It has been a little over two months since Helen Thomas‘ whirlwind retirement, and while the final days of her career were filled with controversy, she remains a historic figure in journalism. That’s why I suggested, several months ago, that the nameplate from her front row center seat be enshrined on a plaque, either in the briefing room or at the WHCA.
On Monday, I noticed that the nameplate was gone, and in trying to find out what would be done with it, discovered that it is missing, that no one knows what happened to it.
Sources within the White House and the White House Correspondents Association don’t know where the nameplate is, and only found out it was missing when I asked what the plans for it were. A WHCA source told me, “I have a sick feeling someone just pried it off of there.”

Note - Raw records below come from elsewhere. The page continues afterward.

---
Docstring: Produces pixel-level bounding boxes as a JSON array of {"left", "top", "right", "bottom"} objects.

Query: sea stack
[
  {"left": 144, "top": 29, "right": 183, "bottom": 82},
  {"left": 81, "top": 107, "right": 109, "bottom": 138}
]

I also spoke with Helen this morning, to make sure no one had taken it and given it to her, and so she wouldn’t read the news elsewhere. Told the nameplate is missing, Helen said, “You’re kidding. No, nobody gave it to me. Maybe they threw it in the trash.”

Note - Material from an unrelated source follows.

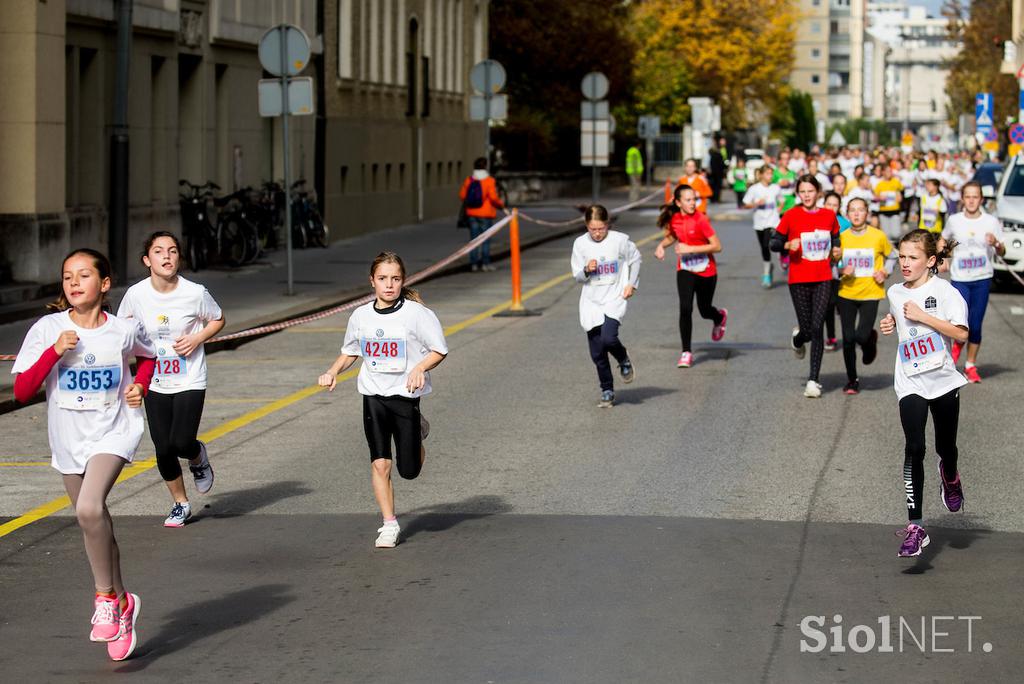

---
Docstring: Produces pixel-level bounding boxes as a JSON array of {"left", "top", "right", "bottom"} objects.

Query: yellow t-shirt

Not likely. In the months since her retirement, Helen’s seat has remained the number one attraction for visitors to the briefing room, right up there with the obligatory picture from behind Gibbs’ podium. Her seat was the only one with an individual’s name on it. The rest are marked by news outlet, and many were mislabeled even before the recent seating reshuffle. Her nameplate is a valuable piece of history, and it belongs either in her hands, or on public display.
Regardless of the nameplate’s location, though, neither the White House nor the WHCA was considering such a display, anyway. Evidently, the plan was to give it to Helen, and let her decide what to do with it.